Variables | Patients (n = 48) | r | P value |
---|---|---|---|
Age at the ILD diagnosis (years) | 55, 32–76 | −0.05 | 0.72 |
Male | 17 (35%) | − | − |
Current or former smoker | 20 (42%) | − | − |
CADM/classic DM/PM | 21 (44%)/24 (50%)/3 (6%) | − | − |
Fever | 20 (42%) | − | − |
Cough | 20 (42%) | − | − |
Dyspnea | 23 (48%) | − | − |
Muscle pain or weakness | 27 (56%) | − | − |
Rash typical of DM | 45 (94%) | − | − |
Raynaud’s phenomenon | 5 (10%) | − | − |
Arthralgia | 17 (35%) | − | − |
CK (IU/mL) | 162, 24–5274 | 0.24 | 0.10 |
CRP (mg/dL) | 0.36, 0.03–8.33 | 0.32 | 0.03 |
KL-6 (U/mL) | 883, 249–4323 | 0.14 | 0.33 |
Ferritin (ng/mL) | 116.5, 14–12701 | 0.25 | 0.08 |
PaO2 on room air (Torr) | 75.3, 47.9–109.0 | −0.16 | 0.28 |
Anti-MDA5-positive/anti-ARS positive/others | 14 (29%)/19 (40%)/15 (31%) | − | − |
Predicted FVC (%) | 65.8, 40.6–107.7 (n = 45) | −0.30 | 0.045 |
Predicted DLco (%) | 60.3, 27.4–127.2 (n = 18) | −0.15 | 0.55 |
BAL-lymphocytes (%) | 7.2, 1.2–70.0 (n = 35) | 0.03 | 0.85 |
Data are presented as number (%) or median, range. All P values are derived from the Spearman's rank correlation coefficient.

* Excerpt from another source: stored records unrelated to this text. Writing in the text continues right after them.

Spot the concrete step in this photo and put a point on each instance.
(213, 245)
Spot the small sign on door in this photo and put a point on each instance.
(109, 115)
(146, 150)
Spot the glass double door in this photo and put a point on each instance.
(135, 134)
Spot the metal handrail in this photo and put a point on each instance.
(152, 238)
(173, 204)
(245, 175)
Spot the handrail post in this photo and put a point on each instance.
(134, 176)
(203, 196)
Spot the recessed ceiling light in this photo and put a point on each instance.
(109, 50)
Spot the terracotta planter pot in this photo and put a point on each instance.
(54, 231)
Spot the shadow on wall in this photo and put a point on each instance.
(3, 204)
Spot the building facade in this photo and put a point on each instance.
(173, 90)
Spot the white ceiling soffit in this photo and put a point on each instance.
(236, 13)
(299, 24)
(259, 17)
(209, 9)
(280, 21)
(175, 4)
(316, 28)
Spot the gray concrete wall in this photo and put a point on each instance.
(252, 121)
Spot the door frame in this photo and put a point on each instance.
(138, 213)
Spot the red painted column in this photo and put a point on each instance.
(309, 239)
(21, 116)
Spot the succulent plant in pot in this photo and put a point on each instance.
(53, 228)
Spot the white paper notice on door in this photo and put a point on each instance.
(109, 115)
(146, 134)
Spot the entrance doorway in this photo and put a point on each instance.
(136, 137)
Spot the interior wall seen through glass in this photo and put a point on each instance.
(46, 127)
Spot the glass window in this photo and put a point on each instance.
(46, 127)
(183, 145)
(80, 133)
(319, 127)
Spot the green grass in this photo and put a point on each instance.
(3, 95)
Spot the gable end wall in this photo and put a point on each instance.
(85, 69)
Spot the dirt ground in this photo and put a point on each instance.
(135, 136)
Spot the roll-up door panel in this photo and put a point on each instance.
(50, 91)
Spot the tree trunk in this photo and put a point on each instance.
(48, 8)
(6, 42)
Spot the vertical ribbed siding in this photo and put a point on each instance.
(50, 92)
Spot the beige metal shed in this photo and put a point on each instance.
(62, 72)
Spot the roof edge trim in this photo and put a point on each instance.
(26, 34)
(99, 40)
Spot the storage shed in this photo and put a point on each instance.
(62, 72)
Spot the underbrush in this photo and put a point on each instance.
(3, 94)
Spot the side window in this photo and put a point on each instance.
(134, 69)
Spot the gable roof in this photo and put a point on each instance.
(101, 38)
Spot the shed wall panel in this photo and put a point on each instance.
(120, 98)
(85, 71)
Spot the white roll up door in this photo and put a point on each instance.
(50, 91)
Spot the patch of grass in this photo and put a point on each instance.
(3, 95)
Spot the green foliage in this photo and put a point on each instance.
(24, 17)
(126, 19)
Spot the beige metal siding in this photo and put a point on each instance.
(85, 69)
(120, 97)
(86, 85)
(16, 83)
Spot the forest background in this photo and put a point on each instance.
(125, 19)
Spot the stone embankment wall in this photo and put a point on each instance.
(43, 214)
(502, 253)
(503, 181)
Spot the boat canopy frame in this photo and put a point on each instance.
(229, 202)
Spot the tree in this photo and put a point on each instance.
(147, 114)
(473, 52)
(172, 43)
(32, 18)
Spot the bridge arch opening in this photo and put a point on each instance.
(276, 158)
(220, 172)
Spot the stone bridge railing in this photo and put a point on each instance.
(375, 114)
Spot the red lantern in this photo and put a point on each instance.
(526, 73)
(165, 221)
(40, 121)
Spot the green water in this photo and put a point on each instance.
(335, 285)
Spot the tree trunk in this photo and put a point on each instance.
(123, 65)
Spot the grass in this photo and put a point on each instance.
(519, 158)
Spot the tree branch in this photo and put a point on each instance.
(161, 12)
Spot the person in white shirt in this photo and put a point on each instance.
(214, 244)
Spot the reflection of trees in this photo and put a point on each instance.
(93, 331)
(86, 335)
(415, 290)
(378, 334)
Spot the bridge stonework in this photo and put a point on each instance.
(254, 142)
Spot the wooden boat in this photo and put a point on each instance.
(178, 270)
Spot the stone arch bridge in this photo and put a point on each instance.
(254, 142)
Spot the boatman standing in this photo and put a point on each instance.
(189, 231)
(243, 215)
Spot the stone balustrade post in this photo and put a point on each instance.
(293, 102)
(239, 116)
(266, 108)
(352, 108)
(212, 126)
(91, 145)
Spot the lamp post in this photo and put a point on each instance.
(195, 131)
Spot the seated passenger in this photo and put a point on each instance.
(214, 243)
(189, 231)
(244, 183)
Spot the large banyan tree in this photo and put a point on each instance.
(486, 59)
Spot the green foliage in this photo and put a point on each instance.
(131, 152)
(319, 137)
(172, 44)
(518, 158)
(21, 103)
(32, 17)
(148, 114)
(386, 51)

ARS aminoacyl-tRNA synthetase, BAL bronchoalveolar lavage, CADM clinically amyopathic dermatomyositis, CK creatine kinase, CRP C-reactive protein, DLco diffusing capacity of the lung for carbon monoxide, DM dermatomyositis, FVC forced vital capacity, ILD interstitial lung disease, KL-6 Krebs von den Lungen-6, PaO2 arterial partial pressure of oxygen, MDA5 melanoma differentiation-associated gene 5, PM, polymyositis
Serum sCD163
Serum concentrations of sCD163 are compared in Fig. 1a. The median value of serum sCD163 was 818 ng/mL (range 300–2759 ng/mL) in patients with PM/DM-related ILD, which was relatively higher than that in patients with PM/DM without ILD (median 716 ng/mL, range 250–1101 ng/mL). Patients with PM/DM, regardless of the presence/absence of ILD, had significantly higher sCD163 levels than healthy volunteers (median 340 ng/mL, range 127–647 ng/mL).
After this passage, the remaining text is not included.